What is Psoriasis?
Psoriasis is an inflammatory condition of the skin. Sufferers typically have a rash consisting of unsightly, red, scaly patches on the skin.
Whilst typically not as itchy as eczema, it is unsightly and can be socially stigmatising. Any part of the body can be affected but often it occurs on the knees, elbows and scalp. Psoriasis is very common: 2-3% of the world’s population have it and it can occur at any age and vary in severity.
WHAT CAUSES PSORIASIS?
This is still not clear. It is inflammatory, not infectious or contagious. In part it’s thought to be caused by an abnormality in the immune system, resulting in excessive inflammation in the skin. With Psoriasis the skin renews itself much faster than normal but the dead cells at the skin surface don’t shed off as they would normally. This leads to a build-up of skin and the visibly thick plaques so characteristic of Psoriasis. Also, there is increased blood flow in affected areas. Genetic factors also play a part with half of Psoriasis patients having a family member who is also affected. The tendency to Psoriasis is usually lifelong which means sometimes treatments need to be used continuously, although it can spontaneously go into remission, often for long periods.
How is Psoriasis treated?
Whilst it is not possible to cure someone of the tendency to psoriasis, the good news is that there are a variety of very effective treatments available and it’s usually possible to keep things well controlled and the skin looking good.
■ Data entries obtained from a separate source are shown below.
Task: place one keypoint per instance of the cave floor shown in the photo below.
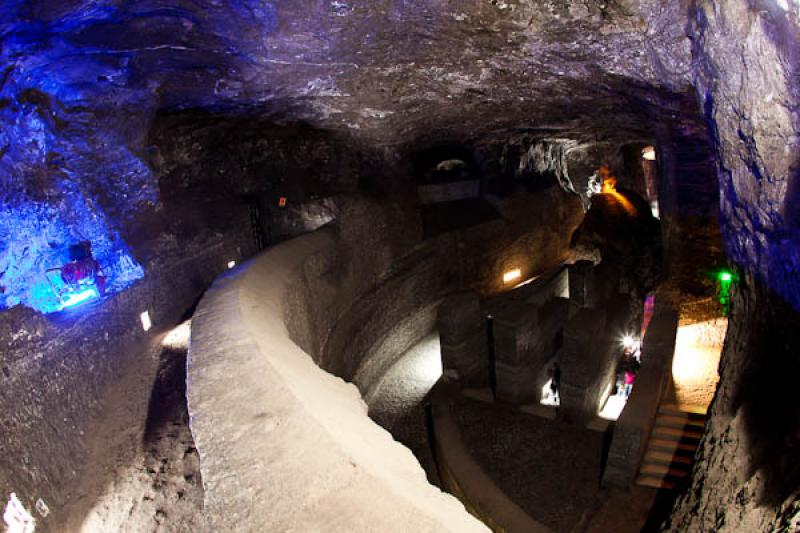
(552, 470)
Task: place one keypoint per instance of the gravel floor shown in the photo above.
(399, 400)
(154, 484)
(550, 469)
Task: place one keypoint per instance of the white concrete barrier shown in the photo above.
(284, 445)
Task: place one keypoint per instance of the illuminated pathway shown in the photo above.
(398, 401)
(694, 367)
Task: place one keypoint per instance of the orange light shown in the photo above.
(512, 275)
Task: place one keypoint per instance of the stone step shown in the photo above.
(667, 432)
(655, 470)
(656, 456)
(672, 445)
(679, 421)
(655, 482)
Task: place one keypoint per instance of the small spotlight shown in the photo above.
(146, 323)
(512, 275)
(16, 517)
Paying attention to certain lifestyle factors can be helpful, such as avoiding excessive alcohol, cutting down or stopping smoking, and maintaining an ideal weight. For mild to moderate disease a cream will often be all that’s required. More severe disease can be sometimes be managed with phototherapy (ultraviolet light treatment) or tablets, usually one of Cyclosporin, Acitretin, or Methotrexate. These medicines do have the potential to cause side effects, but this will be discussed with you in full before treatment is started.
If all else fails patients may be available for Medicare funded treatment with a biologic agent which is usually extremely effective. Examples include Secukinumab (Cosentyx), Ustekinumab (Stelara) and Adalimumab (Humira) amongst others.